The accuracy of burn diagnosis codes in health administrative data: a validation study
Mason SA, Nathens AB, Byrne JP, Fowler R, Gonzalez A, Karanicolas PJ, Moineddin R, Jeschke M. Burns. 2017; 43(2):258-64.
Background — Health administrative databases may provide rich sources of data for the study of outcomes following burn. We aimed to determine the accuracy of International Classification of Diseases diagnoses codes for burn in a population-based administrative database.
Methods — Data from a regional burn center’s clinical registry of patients admitted between 2006–2013 were linked to administrative databases.
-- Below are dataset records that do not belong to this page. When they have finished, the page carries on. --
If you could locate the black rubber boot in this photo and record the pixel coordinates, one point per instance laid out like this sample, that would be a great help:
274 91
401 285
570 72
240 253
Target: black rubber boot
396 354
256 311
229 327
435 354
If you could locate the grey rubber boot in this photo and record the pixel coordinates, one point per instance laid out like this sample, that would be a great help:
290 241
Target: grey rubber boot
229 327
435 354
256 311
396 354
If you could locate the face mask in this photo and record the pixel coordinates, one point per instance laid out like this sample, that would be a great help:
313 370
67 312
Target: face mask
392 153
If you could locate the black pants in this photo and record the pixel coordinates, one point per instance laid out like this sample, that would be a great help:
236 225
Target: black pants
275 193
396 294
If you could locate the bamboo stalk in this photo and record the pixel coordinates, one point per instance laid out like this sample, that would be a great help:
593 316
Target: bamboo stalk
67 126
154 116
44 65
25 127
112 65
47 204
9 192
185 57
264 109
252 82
Burn total body surface area (TBSA), depth, mechanism, and inhalation injury were compared between the registry and administrative records. The sensitivity, specificity, and positive and negative predictive values were determined, and coding agreement was assessed with the kappa statistic.
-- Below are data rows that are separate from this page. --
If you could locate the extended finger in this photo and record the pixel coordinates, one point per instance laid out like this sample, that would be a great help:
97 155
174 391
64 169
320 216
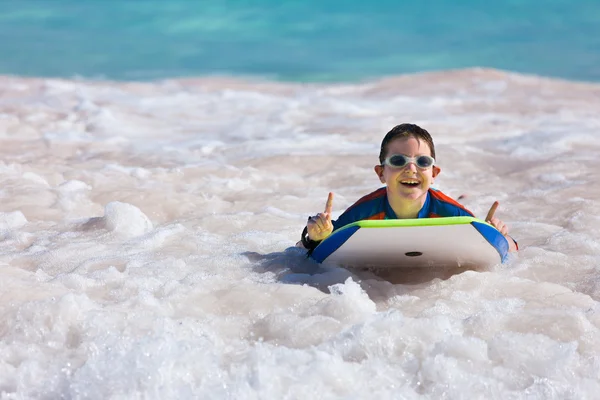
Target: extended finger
329 204
490 215
321 221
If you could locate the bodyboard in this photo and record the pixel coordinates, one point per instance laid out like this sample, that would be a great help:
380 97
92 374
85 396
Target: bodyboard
407 243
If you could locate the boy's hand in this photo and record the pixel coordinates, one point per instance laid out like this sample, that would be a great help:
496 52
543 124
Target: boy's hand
501 226
320 226
497 223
Results — 1215 burn center patients were linked to administrative records. TBSA codes were highly sensitive and specific for ≥10 and ≥20% TBSA (89/93% sensitive and 95/97% specific), with excellent agreement (κ, 0.85/κ, 0.88). Codes were weakly sensitive (68%) in identifying ≥10% TBSA full-thickness burn, though highly specific (86%) with moderate agreement (κ, 0.46). Codes for inhalation injury had limited sensitivity (43%) but high specificity (99%) with moderate agreement (κ, 0.54). Burn mechanism had excellent coding agreement (κ, 0.84).
Conclusions — Administrative data diagnosis codes accurately identify burn by burn size and mechanism, while identification of inhalation injury or full-thickness burns is less sensitive but highly specific.